The (ss) next to the channel name indicates that the channel has semantic search enabled. 

```shell
yt-fts list
```

```
┏━━━━┳━━━━━━━━━━━━━━━━━━━━━━━┳━━━━━━━┳━━━━━━━━━━━━━━━━━━━━━━━━━━┓
┃ ID ┃ Name                  ┃ Count ┃ Channel ID               ┃
┡━━━━╇━━━━━━━━━━━━━━━━━━━━━━━╇━━━━━━━╇━━━━━━━━━━━━━━━━━━━━━━━━━━┩
│ 1  │ ChessPage1 (ss)       │ 19    │ UCO2QPmnJFjdvJ6ch-pe27dQ │
│ 2  │ 3Blue1Brown           │ 127   │ UCYO_jab_esuFRV4b17AJtAw │
│ 3  │ george hotz archive   │ 410   │ UCwgKmJM4ZJQRJ-U5NjvR2dg │
│ 4  │ The Tim Dillon Show   │ 288   │ UC4woSp8ITBoYDmjkukhEhxg │
│ 5  │ Academy of Ideas (ss) │ 190   │ UCiRiQGCHGjDLT9FQXFW0I3A │
└────┴───────────────────────┴───────┴──────────────────────────┘

```

## `search`
Full text search for string in saved channels.

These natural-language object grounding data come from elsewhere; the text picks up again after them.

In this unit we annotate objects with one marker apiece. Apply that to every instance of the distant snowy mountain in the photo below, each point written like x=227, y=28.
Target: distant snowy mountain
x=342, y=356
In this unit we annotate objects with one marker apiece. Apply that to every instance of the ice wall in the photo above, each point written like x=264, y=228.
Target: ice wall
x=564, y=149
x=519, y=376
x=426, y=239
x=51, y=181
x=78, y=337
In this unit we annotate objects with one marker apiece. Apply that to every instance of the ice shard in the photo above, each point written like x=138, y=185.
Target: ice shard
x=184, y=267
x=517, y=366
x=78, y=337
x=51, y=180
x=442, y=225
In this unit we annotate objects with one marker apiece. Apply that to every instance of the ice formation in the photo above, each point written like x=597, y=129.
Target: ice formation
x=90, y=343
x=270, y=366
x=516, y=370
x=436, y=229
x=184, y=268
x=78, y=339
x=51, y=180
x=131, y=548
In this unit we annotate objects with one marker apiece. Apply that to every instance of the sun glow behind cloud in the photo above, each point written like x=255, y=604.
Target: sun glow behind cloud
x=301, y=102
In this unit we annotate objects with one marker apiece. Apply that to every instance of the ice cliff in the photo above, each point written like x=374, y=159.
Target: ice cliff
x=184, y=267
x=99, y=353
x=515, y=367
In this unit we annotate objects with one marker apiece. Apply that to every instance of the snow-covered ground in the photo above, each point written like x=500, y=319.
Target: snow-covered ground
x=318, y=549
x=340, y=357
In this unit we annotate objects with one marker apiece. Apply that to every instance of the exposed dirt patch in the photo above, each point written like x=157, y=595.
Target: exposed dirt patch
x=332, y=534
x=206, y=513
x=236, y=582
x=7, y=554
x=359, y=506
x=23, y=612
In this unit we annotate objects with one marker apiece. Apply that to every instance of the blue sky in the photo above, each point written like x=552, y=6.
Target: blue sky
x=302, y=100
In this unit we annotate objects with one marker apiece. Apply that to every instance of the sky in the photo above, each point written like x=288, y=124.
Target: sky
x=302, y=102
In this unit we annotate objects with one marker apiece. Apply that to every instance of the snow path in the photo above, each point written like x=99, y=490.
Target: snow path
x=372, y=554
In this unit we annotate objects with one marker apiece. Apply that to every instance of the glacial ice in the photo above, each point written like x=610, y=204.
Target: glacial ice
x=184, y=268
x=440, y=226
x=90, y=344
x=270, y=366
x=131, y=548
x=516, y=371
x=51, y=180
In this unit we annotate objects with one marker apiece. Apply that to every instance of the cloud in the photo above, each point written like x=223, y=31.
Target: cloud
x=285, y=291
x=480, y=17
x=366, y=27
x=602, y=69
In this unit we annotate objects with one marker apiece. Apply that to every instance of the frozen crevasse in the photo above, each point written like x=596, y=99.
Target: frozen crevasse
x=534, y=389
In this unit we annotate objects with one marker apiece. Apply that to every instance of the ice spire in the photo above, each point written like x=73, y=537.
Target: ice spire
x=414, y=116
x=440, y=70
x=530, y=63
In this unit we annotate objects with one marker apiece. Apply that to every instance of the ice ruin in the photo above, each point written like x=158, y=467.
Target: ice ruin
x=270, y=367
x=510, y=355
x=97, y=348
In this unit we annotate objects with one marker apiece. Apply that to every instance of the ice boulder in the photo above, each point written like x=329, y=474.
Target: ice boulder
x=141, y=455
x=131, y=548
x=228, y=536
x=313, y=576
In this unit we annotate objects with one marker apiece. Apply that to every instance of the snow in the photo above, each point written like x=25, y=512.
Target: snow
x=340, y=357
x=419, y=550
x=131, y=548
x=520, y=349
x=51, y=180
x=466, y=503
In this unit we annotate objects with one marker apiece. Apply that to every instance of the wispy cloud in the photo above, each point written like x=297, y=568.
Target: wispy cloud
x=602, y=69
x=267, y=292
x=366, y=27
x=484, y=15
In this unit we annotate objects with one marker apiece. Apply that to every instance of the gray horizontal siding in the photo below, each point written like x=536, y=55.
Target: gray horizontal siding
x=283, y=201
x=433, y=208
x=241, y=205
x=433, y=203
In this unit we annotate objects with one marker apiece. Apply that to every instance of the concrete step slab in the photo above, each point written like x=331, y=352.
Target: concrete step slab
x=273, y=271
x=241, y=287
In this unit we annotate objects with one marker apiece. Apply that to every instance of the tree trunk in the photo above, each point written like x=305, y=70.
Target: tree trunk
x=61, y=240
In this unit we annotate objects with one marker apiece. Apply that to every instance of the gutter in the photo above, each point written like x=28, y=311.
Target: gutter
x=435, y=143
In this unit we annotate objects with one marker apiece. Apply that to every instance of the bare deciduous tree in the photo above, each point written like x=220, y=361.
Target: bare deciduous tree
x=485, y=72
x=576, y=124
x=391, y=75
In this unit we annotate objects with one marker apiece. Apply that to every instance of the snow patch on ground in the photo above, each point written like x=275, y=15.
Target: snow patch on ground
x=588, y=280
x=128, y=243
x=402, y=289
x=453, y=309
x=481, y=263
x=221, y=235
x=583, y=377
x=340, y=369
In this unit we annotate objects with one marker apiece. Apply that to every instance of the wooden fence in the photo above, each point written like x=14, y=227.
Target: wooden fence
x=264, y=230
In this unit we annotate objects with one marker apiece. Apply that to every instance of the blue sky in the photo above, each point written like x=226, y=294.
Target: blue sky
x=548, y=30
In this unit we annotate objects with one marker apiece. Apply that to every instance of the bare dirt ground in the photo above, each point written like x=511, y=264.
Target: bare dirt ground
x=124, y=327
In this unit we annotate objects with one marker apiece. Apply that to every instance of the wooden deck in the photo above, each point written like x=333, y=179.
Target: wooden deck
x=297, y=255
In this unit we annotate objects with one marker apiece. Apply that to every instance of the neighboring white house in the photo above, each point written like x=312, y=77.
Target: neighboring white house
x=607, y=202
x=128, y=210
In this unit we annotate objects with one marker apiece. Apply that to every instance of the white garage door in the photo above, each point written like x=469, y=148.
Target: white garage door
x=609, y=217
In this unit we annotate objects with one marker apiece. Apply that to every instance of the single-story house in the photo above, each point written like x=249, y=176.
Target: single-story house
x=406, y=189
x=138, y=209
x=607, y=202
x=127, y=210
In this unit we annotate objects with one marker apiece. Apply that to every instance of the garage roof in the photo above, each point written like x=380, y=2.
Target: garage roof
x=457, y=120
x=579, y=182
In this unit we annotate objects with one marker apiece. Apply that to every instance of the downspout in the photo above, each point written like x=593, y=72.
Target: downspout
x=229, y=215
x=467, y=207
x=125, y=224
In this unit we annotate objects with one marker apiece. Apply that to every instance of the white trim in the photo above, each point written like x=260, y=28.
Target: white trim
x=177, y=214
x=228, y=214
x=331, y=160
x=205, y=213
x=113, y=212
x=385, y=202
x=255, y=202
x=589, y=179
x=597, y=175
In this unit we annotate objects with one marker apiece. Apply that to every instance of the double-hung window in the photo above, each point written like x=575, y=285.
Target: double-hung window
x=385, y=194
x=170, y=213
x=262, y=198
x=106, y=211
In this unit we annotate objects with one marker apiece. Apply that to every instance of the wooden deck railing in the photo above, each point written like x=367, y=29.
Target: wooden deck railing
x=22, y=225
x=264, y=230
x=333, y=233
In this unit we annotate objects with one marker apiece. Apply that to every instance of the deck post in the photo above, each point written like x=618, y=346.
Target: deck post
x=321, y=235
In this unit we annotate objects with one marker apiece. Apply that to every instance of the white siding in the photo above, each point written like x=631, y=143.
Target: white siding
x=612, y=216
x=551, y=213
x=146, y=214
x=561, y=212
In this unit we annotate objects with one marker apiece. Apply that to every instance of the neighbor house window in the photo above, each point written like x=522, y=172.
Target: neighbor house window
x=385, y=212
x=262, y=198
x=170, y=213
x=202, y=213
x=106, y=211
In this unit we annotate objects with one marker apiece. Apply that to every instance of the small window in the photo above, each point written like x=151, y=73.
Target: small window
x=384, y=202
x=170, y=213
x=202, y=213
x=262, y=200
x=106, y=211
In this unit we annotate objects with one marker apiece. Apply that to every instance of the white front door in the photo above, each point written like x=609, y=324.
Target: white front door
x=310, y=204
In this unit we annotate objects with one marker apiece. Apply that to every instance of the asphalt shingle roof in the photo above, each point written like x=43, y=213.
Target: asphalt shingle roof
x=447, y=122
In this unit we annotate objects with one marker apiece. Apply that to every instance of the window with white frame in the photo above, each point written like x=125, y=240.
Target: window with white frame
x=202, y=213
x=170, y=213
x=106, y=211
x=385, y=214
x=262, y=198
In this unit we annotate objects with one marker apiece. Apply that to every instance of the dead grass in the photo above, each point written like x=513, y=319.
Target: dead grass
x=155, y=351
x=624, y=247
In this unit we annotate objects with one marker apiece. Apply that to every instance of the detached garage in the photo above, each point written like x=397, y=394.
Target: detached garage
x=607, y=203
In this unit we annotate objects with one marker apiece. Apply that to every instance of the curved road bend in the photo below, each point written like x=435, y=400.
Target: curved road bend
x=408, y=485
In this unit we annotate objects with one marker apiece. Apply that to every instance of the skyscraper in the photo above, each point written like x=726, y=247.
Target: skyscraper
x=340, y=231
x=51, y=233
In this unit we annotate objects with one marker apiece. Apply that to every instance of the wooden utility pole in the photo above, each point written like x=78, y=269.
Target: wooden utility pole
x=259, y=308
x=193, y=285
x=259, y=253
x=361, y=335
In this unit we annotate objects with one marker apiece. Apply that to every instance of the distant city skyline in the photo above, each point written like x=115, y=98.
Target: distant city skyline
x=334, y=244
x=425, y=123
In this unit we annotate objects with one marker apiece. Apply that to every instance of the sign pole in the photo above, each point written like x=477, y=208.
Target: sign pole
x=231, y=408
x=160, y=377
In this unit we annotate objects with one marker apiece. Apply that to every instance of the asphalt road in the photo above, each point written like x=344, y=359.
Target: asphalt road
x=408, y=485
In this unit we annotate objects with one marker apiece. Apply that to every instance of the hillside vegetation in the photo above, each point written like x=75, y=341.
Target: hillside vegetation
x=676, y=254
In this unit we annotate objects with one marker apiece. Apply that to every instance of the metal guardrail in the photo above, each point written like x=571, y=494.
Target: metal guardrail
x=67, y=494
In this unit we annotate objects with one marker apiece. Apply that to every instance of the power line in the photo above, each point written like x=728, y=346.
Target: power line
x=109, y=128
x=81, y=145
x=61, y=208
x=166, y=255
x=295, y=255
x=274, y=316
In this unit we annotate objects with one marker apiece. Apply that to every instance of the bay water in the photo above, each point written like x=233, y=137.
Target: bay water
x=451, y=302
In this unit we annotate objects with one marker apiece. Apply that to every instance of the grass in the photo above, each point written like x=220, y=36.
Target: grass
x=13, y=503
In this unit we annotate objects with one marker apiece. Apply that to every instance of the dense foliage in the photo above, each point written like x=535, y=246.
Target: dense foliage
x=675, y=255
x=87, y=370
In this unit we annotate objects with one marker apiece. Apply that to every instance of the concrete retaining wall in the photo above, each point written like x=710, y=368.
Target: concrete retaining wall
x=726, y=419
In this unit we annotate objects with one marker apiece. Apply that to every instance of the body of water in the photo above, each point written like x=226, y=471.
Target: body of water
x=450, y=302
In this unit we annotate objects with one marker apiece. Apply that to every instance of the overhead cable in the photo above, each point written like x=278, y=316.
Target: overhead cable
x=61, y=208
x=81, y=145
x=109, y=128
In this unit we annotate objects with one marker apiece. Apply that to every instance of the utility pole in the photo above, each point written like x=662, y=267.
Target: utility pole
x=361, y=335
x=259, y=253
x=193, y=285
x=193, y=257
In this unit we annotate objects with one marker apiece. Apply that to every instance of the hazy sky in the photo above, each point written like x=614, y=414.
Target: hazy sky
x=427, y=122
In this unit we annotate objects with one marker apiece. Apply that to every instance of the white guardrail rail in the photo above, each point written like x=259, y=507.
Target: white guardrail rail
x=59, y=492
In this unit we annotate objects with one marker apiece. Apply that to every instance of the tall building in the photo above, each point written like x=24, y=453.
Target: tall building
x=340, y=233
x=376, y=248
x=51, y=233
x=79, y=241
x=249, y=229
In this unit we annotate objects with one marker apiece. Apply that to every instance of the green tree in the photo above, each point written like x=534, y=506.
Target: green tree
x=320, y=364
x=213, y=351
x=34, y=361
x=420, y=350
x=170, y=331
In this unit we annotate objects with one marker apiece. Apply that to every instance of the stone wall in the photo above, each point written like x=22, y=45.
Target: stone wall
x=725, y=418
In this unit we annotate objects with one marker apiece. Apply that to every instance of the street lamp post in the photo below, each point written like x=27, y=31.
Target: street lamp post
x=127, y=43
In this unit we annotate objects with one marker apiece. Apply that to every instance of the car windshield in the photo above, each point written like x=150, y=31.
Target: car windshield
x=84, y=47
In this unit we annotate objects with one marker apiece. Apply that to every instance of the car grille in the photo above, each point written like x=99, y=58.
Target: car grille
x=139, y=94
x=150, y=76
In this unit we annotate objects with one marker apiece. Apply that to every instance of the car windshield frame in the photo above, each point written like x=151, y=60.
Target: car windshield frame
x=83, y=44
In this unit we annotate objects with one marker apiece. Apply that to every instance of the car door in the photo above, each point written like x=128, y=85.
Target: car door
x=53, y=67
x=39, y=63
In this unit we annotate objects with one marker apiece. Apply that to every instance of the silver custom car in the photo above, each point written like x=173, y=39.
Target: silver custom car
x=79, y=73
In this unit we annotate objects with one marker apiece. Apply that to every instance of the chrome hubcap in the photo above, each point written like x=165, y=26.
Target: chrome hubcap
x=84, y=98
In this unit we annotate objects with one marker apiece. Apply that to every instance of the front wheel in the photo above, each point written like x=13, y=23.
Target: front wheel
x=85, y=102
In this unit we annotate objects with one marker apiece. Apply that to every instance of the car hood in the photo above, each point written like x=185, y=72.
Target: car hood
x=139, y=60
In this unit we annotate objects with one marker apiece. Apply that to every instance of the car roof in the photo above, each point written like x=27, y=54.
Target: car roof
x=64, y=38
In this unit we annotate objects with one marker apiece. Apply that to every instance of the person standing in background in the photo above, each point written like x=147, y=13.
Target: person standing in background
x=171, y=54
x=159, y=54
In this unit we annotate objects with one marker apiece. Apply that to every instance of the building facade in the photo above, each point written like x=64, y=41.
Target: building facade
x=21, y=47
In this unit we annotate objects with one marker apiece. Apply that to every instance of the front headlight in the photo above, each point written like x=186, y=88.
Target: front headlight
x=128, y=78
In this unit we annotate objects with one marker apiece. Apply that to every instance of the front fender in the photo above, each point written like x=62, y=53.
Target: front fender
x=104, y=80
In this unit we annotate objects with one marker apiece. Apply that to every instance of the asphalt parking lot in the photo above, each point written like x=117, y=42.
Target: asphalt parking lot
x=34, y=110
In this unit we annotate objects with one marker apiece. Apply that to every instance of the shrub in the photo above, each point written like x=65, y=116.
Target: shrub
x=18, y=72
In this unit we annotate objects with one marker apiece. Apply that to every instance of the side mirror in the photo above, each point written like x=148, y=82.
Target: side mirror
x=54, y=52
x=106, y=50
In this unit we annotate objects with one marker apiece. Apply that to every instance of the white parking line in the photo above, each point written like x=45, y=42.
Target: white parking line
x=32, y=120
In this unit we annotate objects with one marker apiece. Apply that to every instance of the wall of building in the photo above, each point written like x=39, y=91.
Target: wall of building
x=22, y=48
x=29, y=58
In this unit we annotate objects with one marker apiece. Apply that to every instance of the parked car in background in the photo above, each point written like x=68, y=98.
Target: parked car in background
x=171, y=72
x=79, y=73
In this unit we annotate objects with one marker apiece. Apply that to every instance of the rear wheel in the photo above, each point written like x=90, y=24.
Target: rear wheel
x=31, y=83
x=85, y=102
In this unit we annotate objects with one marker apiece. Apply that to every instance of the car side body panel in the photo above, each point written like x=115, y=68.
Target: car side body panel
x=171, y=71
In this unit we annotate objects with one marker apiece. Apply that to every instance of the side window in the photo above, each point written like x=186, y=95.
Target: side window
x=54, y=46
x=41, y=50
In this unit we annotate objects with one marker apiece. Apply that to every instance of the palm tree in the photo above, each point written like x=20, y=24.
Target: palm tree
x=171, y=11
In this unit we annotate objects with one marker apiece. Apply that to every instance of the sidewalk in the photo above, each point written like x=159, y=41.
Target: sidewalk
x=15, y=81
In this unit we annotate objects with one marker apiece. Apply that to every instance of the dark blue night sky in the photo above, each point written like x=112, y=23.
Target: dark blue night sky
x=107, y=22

- The search string does not have to be a word for word and match 
- Search strings are limited to 40 characters. 

```bash
# search in all channels
yt-fts search "life in the big city" 

# search in specific channel
yt-fts search "life in the big city" --channel "The Tim Dillon Show" 

# search in specific channel by id
yt-fts search "life in the big city" -c 4
```

```
"Dennis would go hey life in the big city"

    Channel: The Tim Dillon Show
    Title: 154 - The 3 AM Episode - YouTube
    Time Stamp: 00:58:53.789
    Video ID: MhaG3Yfv1cU
    Link: https://youtu.be/MhaG3Yfv1cU?t=3530
```

**Search in video**

```bash
yt-fts search "text to search" --video [VIDEO_ID]
```

**Advanced Search Syntax**

The search string supports sqlite [Enhanced Query Syntax](https://www.sqlite.org/fts3.html#full_text_index_queries).
which includes things like [prefix queries](https://www.sqlite.org/fts3.html#termprefix) which you can use to match parts of a word.  

```bash
yt-fts search "rea* kni* Mali*" --channel "The Tim Dillon Show" 
```
output:
```
"real knife fight down here in Malibu I"

    Channel: The Tim Dillon Show
    Title: #200 - Knife Fights In Malibu | The Tim Dillon Show - YouTube
    Time Stamp: 00:45:39.420
    Video ID: e79H5nxS65Q
    Link: https://youtu.be/e79H5nxS65Q?t=2736
```


## `vsearch`
Vector search, requires that you enable semantic search for a channel with `get-embeddings`. 
It has the same options as `search` but output will be sorted by similarity to the search string
and the return limit is 10. 

```
yt-fts vsearch "deep quote by russian author" --channel "Academy of Ideas"
```

```
"the great Russian author Fyodor Dostoevsky above all don't 
lie to yourself he wrote the man who lies to"

    Distance: 0.25210678577423096
    Channel: Academy of Ideas - (UCiRiQGCHGjDLT9FQXFW0I3A)
    Title: The Psychology of Self-Deception - YouTube
    Time Stamp: 00:10:01.749
    Video ID: Uig8Lw7ixI0
    Link: https://youtu.be/Uig8Lw7ixI0?t=598
```

## How To

**Export search results:**
For both the `search` and `vsearch` commands you can export the results to a csv file with 
the `--export` flag. and it will save the results to a csv file in the current directory. 
```bash
yt-fts search "life in the big city" --export
yt-fts vsearch "existing in large metropolaten center" --export
```

**Delete a channel:**
You can delete a channel with the `delete` command. 

```bash
yt-fts delete --channel "3Blue1Brown"
```


**Update a channel:**
The update command currently only works for full text search and will not update the 
semantic search embeddings. 

```bash
yt-fts update --channel "3Blue1Brown"
```

--- 
# Semantic Search via OpenAI embeddings API 
You can enable semantic search for a channel by using the `get-embeddings` command.
This feature requires an OpenAI API key set in the environment variable `OPENAI_API_KEY`, 
or you can pass the key with the `--openai-api-key` flag. 


## `get-embedings`
Fetches OpenAI embeddings for specified channel
```shell
yt-fts get-embeddings --channel "3Blue1Brown"
```

After the embeddings are saved you will see a `(ss)` next to the channel name when you 
list channels and you will be able to use the `vsearch` command for that channel.